Dönencede Sayhalar: Mayıs – 2024

Gustave Doré, The Divine Comedy, Inferno, plate 14, The Tempest Hell, 1880

Sırtımı, sanki bilinmez bir dudaktan nefes gibi usul usul üfürülen gölgelere ve ağaçlara açılan balkon kapısına verip, Hilmi Yavuz’un Defterler’ine dalıyorum. Kitabı elimden bırakıp balkon kapısına yüzümü çevirdiğimde gölgelerin yerini karanlığın almış olduğunu görüyorum. Şimdi sokak lambasının aydınlığı ve yapraklarıyla o aydınlığı dilimleyen ağaç dalları. Uzaklardan duyulan kahkahalar. Her şeyde tuhaf bir boşluk.

*


Uyanır uyanmaz, gece kırk ikindi yağmurlarını konuştuğumuz balkondaki masada buluyorum kendimi. Gri ve bilinmez yüklerle alçalmış gök yüzü. Oysa dün gece ben, şu beton blokların arkasına düşen tepenin bir çizgi hâlinde uzanan siluetine bakarken, gecenin neye dokunsan bir sonsuzluk vehmi yarattığını hissettiğimi hatırlıyorum. Gece, sonsuzluk kadar boşalır evden uzakta bir yerdeyken. Eşya ve kelime havada asılı kalır böyle gecelerde.

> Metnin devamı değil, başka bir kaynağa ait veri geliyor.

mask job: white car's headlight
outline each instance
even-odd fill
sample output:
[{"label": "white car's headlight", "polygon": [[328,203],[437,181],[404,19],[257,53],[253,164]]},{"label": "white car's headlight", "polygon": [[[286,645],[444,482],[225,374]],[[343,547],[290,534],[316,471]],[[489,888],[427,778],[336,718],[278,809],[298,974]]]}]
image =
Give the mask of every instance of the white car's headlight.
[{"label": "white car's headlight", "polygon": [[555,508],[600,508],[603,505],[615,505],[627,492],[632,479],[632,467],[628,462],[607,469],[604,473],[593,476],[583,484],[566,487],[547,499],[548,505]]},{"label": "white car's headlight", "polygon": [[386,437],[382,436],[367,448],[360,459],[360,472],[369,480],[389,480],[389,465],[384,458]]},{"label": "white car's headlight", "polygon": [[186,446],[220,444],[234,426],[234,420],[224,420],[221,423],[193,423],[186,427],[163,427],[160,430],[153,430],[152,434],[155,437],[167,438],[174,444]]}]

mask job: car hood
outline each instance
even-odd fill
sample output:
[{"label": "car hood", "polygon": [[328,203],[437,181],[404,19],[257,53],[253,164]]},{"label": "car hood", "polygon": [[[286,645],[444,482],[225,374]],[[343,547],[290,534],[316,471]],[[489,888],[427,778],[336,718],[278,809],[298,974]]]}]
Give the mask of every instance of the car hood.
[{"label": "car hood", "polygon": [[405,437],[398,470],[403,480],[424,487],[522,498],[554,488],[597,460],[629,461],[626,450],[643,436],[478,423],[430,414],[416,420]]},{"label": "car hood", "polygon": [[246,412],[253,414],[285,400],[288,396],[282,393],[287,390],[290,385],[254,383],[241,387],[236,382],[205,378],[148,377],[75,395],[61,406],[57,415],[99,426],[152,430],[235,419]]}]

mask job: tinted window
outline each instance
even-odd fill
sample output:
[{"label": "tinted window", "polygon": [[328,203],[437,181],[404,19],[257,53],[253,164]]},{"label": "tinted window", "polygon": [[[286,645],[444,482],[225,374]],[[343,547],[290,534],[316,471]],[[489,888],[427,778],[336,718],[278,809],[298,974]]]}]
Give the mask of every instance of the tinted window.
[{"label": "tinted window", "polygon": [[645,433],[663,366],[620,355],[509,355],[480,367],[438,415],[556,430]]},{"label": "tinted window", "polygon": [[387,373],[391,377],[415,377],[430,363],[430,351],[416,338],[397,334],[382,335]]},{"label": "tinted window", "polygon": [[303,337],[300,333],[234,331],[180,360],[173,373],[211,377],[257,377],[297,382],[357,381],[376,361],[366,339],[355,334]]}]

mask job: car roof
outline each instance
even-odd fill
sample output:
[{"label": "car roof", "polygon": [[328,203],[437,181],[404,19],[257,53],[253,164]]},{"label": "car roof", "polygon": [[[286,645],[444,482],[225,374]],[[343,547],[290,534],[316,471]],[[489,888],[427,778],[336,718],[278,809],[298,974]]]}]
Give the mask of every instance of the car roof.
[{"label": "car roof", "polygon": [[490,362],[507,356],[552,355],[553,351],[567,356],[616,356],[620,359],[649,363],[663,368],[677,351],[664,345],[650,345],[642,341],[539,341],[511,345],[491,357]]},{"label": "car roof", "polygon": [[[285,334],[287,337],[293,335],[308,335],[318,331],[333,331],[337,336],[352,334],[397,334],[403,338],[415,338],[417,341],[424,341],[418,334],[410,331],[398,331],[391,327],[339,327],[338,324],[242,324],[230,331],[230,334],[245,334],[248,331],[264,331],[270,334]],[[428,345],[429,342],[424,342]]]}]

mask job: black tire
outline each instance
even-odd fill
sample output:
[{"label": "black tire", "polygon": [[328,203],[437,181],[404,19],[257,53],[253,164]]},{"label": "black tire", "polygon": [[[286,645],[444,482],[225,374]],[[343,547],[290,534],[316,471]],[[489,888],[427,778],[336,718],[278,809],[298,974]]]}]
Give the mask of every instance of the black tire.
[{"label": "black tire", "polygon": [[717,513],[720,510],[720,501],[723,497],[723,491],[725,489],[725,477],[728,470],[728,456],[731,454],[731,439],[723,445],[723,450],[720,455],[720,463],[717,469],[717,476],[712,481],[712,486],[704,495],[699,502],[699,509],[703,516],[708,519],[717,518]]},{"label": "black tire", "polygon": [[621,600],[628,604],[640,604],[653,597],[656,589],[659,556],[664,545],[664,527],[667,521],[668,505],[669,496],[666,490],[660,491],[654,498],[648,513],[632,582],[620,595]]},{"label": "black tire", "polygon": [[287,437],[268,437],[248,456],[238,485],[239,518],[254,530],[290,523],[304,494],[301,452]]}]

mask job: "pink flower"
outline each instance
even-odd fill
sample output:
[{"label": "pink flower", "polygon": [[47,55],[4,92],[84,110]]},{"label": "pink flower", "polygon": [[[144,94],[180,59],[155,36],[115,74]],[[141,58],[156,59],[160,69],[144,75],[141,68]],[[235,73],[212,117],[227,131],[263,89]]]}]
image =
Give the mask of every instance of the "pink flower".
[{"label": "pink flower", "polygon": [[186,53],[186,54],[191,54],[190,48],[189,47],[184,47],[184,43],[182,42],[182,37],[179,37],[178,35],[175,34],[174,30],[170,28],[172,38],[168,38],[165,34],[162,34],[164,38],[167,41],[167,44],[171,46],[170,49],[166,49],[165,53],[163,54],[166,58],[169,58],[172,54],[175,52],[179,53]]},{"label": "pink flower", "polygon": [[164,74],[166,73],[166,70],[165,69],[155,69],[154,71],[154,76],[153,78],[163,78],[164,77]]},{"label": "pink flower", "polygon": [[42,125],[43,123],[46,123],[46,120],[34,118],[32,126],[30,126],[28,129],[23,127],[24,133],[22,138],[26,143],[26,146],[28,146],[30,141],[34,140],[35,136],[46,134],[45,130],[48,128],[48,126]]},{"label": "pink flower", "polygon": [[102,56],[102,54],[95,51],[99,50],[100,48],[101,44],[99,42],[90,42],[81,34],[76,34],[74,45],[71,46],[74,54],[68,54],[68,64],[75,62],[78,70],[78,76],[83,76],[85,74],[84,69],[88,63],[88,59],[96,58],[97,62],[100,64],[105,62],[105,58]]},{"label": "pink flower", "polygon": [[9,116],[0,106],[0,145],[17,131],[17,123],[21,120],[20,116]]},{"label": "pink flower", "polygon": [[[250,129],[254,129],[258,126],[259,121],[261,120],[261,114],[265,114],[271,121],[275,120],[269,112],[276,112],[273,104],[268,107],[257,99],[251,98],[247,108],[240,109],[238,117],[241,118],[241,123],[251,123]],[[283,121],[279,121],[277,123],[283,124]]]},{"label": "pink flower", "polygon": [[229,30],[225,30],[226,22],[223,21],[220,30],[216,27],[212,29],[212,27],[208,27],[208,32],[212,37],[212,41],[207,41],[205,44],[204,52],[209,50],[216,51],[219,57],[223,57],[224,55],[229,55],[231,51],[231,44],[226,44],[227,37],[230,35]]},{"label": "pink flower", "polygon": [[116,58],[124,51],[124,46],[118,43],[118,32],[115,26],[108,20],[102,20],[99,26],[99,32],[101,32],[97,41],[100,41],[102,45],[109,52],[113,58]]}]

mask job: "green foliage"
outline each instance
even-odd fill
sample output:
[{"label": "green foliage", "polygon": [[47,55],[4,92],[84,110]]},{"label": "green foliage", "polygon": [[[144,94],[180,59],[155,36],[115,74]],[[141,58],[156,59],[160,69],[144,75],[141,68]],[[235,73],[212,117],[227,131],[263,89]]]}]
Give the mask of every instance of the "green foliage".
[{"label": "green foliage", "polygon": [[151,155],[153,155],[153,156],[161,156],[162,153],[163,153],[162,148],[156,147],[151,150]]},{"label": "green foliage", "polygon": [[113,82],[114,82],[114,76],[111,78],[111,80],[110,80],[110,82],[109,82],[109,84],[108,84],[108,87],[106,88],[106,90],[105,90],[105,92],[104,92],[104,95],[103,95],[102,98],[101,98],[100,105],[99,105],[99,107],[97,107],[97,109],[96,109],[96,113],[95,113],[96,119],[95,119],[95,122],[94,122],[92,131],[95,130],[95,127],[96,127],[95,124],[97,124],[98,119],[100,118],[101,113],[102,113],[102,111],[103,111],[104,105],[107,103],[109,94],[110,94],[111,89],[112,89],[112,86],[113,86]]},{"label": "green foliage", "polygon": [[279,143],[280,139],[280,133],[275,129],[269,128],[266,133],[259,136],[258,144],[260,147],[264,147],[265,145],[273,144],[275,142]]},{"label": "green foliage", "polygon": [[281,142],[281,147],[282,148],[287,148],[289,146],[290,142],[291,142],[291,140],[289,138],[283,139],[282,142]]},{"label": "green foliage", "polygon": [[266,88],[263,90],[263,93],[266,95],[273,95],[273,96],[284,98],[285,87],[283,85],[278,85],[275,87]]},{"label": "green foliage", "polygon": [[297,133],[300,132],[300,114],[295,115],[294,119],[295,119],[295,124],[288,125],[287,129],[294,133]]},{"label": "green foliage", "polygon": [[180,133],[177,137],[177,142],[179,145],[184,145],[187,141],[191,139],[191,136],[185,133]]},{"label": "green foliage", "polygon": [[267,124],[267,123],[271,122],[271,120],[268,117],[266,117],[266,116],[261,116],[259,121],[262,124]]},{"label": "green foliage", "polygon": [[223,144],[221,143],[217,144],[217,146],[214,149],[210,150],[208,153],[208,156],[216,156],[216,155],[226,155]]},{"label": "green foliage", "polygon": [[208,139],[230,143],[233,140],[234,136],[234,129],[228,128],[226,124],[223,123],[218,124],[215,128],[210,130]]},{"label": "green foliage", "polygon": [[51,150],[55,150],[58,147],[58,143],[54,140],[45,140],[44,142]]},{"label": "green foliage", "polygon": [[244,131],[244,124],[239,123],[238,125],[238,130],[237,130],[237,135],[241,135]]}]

Çünkü farklı bir gök, farklı bir uyku ve farklı bir şeyler vardır ya; gelir ve insanı kendi serüveninin içine katar. Sabah gün aydınlandığında boşluk kalkmış, her şeyin ilkini hatırlatan o garip acemiliğin yerini dünden aşina olduğumuz asfalt, otomobil, balkon ve gök yüzü almıştır. Çünkü eve dönüş vakti gelmiştir.

*



Ölüm birdenbire geldiğinde insan onu gündelik hayatta nereye koyacağını bilemiyor. Bir kendimize, bir ölüme yabancıyız bu yüzden. Bir yandan da ölüm fikrine alışmak için kendimizi tanımaya çalışıyoruz. Çünkü ölen artık hem “o”, hem de “o değil”dir. Öldükten sonra hem biziz, hem biz değilizdir. Ve tarih ölüm üzerine söylenmiş şeylerden ibarettir daima.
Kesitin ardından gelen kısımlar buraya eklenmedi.